Schoretsanitis Georgios, Haen Ekkehard, Stegmann Benedikt, Hiemke Christoph, Gründer Gerhard, Paulzen Michael
Department of Psychiatry, Psychotherapy and Psychosomatics, RWTH Aachen University, Aachen, Germany; JARA - Translational Brain Medicine, RWTH Aachen University, Aachen, Germany; University Hospital of Psychiatry, Bern, Switzerland.
Clinical Pharmacology, Dept. of Psychiatry and Psychotherapy, Dept. of Pharmacology and Toxicology, University of Regensburg, Regensburg, Germany.
Schizophr Res. 2017 Jul;185:51-57. doi: 10.1016/j.schres.2016.12.016. Epub 2016 Dec 16.
To disentangle an association between tobacco smoking, smoking habits and pharmacokinetic patterns such as plasma concentrations of risperidone (RIS), its active metabolite 9-hydroxyrisperidone (9-OH-RIS) and the active moiety, AM, (RIS+9-OH-RIS) in a naturalistic sample.
Plasma concentrations, dose adjusted plasma concentrations (C/D) of RIS, 9-OH-RIS and AM in patients out of a therapeutic drug monitoring (TDM) database were compared between smokers (n=401) and non-smokers (n=292).
Daily dosage of risperidone differed significantly with smokers receiving higher doses than patients in the control group (p=0.001). No differences were detected in plasma concentrations of the active moiety, RIS and 9-OH-RIS (p=0.8 for AM, p=0.646 for RIS and p=0.538 for 9-OH-RIS). However, dose corrected concentrations (C/D) of metabolite (C/D 9-OH-RIS) and active moiety (C/D AM) differed between significantly between groups (p=0.002 and p=0.007). After stratifying smokers to a group of moderate smokers (<20cigarettes/day) (RS1, n=109) and a group of heavy smokers (≥20cigarettes/day) (RS2, n=135), the comparison between non-smokers and both groups only showed lower values of C/D for 9-OH-RIS (p=0.011) for the group of moderate smokers while other pharmacokinetic parameters did not differ.
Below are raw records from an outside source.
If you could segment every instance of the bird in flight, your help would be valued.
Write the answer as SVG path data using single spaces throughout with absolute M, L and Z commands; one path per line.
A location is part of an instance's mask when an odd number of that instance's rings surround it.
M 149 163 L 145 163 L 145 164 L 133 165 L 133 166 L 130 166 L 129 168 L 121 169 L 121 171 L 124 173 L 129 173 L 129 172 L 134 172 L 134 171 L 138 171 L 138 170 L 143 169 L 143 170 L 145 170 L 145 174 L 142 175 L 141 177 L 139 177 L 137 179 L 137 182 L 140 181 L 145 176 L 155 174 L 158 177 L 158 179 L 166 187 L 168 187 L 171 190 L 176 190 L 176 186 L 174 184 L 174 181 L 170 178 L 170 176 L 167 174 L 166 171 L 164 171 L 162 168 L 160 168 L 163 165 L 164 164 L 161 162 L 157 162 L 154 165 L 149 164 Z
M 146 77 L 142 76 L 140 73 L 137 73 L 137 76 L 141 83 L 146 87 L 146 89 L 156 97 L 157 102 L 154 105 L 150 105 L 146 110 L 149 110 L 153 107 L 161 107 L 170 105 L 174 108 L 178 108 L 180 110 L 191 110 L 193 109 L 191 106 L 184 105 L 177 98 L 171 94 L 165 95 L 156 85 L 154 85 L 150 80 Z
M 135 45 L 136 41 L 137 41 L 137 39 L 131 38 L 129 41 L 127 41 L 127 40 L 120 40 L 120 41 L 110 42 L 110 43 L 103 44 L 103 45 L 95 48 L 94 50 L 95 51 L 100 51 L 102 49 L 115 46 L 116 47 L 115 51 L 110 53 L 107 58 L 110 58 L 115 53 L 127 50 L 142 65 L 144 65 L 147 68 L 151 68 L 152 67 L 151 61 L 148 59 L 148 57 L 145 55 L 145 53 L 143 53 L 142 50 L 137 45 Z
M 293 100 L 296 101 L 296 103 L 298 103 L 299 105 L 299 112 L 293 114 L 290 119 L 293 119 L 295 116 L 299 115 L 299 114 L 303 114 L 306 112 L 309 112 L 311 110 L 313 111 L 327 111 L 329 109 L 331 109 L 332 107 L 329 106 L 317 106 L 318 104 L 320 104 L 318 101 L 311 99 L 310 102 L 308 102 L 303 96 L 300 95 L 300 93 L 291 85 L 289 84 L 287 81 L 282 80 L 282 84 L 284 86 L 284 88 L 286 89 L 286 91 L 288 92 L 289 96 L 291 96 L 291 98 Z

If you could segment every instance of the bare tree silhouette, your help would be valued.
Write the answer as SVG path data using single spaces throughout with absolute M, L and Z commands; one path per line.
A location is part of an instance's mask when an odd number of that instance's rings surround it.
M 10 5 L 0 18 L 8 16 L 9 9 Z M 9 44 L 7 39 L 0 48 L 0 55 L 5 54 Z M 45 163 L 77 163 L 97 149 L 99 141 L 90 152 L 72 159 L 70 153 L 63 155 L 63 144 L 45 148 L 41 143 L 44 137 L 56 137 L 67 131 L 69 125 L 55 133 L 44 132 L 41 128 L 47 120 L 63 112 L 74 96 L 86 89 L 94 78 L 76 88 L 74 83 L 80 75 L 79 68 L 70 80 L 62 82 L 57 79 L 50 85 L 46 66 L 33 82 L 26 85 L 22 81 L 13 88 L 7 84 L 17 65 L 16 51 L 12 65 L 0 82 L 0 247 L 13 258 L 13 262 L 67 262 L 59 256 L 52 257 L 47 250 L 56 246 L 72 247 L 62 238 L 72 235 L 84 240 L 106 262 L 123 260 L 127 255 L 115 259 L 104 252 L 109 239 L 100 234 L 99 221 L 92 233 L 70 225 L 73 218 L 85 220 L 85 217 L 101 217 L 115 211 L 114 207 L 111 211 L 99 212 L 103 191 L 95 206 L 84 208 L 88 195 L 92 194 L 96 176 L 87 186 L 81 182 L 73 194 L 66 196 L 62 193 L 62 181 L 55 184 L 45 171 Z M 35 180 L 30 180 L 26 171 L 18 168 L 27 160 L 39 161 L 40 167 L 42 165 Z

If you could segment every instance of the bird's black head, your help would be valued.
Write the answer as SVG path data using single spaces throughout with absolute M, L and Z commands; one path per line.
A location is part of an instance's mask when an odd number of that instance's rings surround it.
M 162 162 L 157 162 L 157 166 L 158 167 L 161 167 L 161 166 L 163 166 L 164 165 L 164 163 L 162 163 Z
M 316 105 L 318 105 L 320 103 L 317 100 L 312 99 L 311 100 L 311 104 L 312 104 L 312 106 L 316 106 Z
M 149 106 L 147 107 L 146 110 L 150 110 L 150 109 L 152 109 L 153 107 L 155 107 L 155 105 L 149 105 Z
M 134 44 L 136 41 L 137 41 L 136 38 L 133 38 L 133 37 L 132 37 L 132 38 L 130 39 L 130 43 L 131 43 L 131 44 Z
Apart from the well-known induction of CYP1A2 activity by polycyclic aromatic hydrocarbons, smoking might exert an effect on other CYP isoenzymes as well. A possible interpretation proposes a slight inducing effect of smoking on risperidone metabolism most likely via CYP3A4.
在一个自然样本中,理清吸烟、吸烟习惯与药代动力学模式之间的关联,如利培酮(RIS)、其活性代谢物9-羟基利培酮(9-OH-RIS)及活性部分(AM,即RIS + 9-OH-RIS)的血浆浓度。
比较治疗药物监测(TDM)数据库中吸烟者(n = 401)和非吸烟者(n = 292)的血浆浓度、RIS、9-OH-RIS和AM的剂量校正血浆浓度(C/D)。
利培酮的每日剂量差异显著,吸烟者接受的剂量高于对照组患者(p = 0.001)。活性部分、RIS和9-OH-RIS的血浆浓度未检测到差异(AM为p = 0.8,RIS为p = 0.646,9-OH-RIS为p = 0.538)。然而,代谢物(C/D 9-OH-RIS)和活性部分(C/D AM)的剂量校正浓度在组间差异显著(p = 0.002和p = 0.007)。将吸烟者分为中度吸烟者组(<20支/天)(RS1,n = 109)和重度吸烟者组(≥20支/天)(RS2,n = 135)后,非吸烟者与两组的比较仅显示中度吸烟者组9-OH-RIS的C/D值较低(p = 0.011),而其他药代动力学参数无差异。
除了众所周知的多环芳烃对CYP1A2活性的诱导作用外,吸烟可能也会对其他CYP同工酶产生影响。一种可能的解释是,吸烟对利培酮代谢可能有轻微的诱导作用,最有可能是通过CYP3A4。